Right to participate in the Meeting
Participation in Swedish Match’s Annual General Meeting is limited to shareholders who are recorded in the register of shareholders maintained by VPC AB (Swedish Securities Register Center) on April 16, 2004 and who advise Swedish Match no later than 4:30 p.m. (CET) on Monday, April 19, 2004 of their intention to participate. A shareholder who wants to be accompanied by one or two assistants shall advise Swedish Match within the appointed time.
Notice of participation
Notice of participation may be given in writing to Swedish Match AB, Legal Department, SE-118 85 Stockholm, Sweden, by telephone +46-8-658 01 95 (1:30 – 4.30 p.m. (CET)), by telefax +46-8-720 76 56, or via the internet: www.swedishmatch.com/stamman.

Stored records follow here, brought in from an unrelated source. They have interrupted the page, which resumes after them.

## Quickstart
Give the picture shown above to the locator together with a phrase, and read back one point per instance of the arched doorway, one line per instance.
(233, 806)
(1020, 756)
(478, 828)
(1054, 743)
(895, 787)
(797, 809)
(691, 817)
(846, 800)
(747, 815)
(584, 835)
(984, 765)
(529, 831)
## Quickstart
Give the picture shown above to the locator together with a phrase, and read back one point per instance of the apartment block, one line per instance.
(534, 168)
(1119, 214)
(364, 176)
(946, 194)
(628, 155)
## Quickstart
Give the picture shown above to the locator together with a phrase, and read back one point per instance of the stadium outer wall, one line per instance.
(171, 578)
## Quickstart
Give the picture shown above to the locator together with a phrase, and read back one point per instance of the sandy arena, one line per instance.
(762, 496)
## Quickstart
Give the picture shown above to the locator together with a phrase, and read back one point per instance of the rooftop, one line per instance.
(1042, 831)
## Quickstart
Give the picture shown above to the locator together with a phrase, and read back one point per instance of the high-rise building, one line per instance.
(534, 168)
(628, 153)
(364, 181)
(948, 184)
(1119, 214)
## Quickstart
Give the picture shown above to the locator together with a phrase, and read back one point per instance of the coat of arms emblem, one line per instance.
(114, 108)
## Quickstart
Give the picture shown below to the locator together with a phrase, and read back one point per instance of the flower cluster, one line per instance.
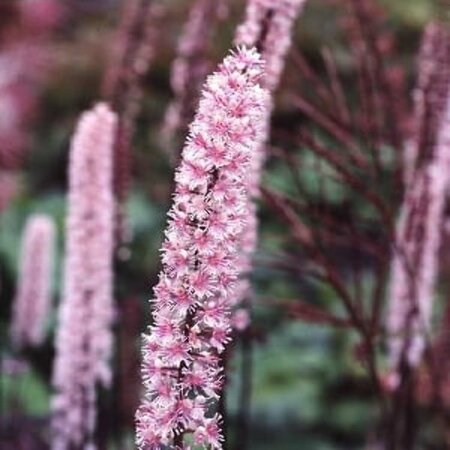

When giving notice of participation, the shareholder shall state name, address, telephone number (daytime) and personal registration number/corporate registration number (where applicable).
Receipt of notification will be confirmed by Swedish Match forwarding an attendance card, which is to be presented at the entrance to the Meeting.
Share registration
To be entitled to participate in the Annual General Meeting, owners of shares registered in the name of a trustee must have the shares registered in their own names. Shareholders who have trustee-registered shares should request the bank or the broker holding the shares to request owner-registration, so-called voting-right registration, several banking days prior to April 16, 2004.
ADR holders
Registered holders of American Depositary Shares representing Swedish Match shares will receive proxy materials from the Bank of New York, the depositary, which will include instructions on the process for participating in the meeting in person or by proxy. If American Depositary Shares are held through a bank, broker or custodian, the holder should contact their bank, broker or custodian directly.
The entrance to the premises of the Annual General Meeting will be opened at 3.00 p.m. and at 3.30 p.m. there is a historical presentation by Harald Norbelie of the neighbourhood of the Swedish Match head office in Stockholm. Light refreshments will be served before the Meeting.